For many business systems, the non-notarized (i.e. HMAC only) authenticated click-wrap digital signature is sufficient because only the server-side verifier must be convinced of the legitimacy of a document before taking some action on behalf of the signer. In other words, the server-side verifier is protected from third party attacks. The server-side verifier is not protected from a signer who repudiates a signature based on the fact that his/her signature could be forged by the server-side due to knowledge of the shared secret (the signer-as-attacker scenario). In this case, the server-side verifier is typically protected by the legal statutes governing common business practices. The repudiating signer must be able to show that it is reasonable for his/her transaction to have been singled out for tampering from among all the many transactions processed by the verifier using a stable business process.
In some business systems, the server-side verifier may act more like a neutral, trusted third party. The server-side verifier intercedes between the client-side sign and verify steps to affix a notarizing digital signature. Since the client-side validation is predicated on the success of a public-key signature that always originates from the same signer (the server-side entity), an intricate public-key infrastructure is not required. Instead, all signers must only be able to authenticate themselves to a server-side shared secret system. The efficacy of this approach arises from the simple fact that many organizations already have such a user authentication system in place (e.g. the secret could be the password or PIN used to access a bank account or line of credit, or the user's credit card number and expiry date, if such is already known to the server-side entity).

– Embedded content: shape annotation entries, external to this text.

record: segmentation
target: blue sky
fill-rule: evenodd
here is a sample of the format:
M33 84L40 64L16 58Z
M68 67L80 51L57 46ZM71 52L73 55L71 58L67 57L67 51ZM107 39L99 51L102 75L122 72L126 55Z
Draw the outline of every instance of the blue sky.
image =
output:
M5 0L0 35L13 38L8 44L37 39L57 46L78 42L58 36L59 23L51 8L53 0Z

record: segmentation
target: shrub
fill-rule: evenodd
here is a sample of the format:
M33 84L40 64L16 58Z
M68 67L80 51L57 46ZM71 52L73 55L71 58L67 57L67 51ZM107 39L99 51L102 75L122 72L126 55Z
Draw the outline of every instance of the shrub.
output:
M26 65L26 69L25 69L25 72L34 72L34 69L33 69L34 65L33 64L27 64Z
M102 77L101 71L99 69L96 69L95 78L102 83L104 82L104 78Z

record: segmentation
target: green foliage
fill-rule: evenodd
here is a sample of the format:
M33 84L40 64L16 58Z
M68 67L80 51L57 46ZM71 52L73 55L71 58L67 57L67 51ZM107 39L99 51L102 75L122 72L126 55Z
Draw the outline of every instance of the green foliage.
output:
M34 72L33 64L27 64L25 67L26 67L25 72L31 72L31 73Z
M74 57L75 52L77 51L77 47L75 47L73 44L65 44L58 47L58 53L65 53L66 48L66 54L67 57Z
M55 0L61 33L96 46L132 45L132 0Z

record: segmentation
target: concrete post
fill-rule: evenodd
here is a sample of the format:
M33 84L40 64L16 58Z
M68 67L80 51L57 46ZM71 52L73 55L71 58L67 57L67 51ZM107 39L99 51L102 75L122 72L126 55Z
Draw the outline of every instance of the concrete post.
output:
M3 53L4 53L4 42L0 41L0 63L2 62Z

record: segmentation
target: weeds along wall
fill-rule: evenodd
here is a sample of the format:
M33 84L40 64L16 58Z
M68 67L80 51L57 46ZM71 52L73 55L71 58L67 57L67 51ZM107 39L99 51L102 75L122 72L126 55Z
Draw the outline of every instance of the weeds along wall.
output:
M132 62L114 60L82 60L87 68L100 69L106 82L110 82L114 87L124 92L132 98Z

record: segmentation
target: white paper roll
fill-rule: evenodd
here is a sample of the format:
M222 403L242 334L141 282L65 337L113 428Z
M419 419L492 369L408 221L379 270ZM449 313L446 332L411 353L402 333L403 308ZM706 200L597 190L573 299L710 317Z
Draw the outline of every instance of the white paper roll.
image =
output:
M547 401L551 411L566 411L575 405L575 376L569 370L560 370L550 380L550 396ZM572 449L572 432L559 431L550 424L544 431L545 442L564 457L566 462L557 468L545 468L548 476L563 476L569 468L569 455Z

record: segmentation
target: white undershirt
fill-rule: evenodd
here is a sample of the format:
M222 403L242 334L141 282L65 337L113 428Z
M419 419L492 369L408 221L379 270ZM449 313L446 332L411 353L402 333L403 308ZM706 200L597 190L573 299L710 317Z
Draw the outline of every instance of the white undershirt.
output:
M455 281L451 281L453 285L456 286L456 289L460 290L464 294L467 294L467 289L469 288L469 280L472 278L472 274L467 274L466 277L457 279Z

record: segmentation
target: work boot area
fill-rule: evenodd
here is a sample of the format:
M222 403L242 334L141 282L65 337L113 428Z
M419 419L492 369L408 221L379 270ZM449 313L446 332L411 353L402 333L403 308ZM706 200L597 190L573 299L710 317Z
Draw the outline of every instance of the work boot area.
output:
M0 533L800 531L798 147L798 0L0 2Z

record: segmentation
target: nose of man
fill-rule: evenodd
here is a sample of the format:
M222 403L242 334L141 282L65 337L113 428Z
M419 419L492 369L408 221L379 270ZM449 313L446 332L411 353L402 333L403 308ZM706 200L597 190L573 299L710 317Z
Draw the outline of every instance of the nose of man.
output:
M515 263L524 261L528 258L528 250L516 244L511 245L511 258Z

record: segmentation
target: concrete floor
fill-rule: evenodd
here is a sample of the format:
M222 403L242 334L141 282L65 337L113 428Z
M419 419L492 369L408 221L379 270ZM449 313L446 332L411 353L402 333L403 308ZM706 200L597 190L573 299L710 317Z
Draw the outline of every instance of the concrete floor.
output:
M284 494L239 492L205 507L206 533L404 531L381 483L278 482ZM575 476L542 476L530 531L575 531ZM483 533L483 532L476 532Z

Finally, server-side notarization can also be a useful measure for signatures that are only expected to undergo server-side verification as well as in hybrid systems. Once the server-side validates the signer's HMAC, a server notarization stamp can be immediately applied, whether or not client-side verification is expected. If the signed document is then placed in storage for long-term auditability, a subsequent signer repudiation of the signature necessitates the claim that a server-side attacker had access not only to the long-term storage device and shared secret system but also the server-side private key material (which may be more stringently guarded). On the other hand, in hybrid system the signed document may be presented to a second signer before server-side processing commences. This scenario occurs frequently, e.g. signer/co-signer, signer/witness, and co-authorizing signatures. In such cases, the second signer can be assured of the identity of the first signer due to the intervening server-side notarization.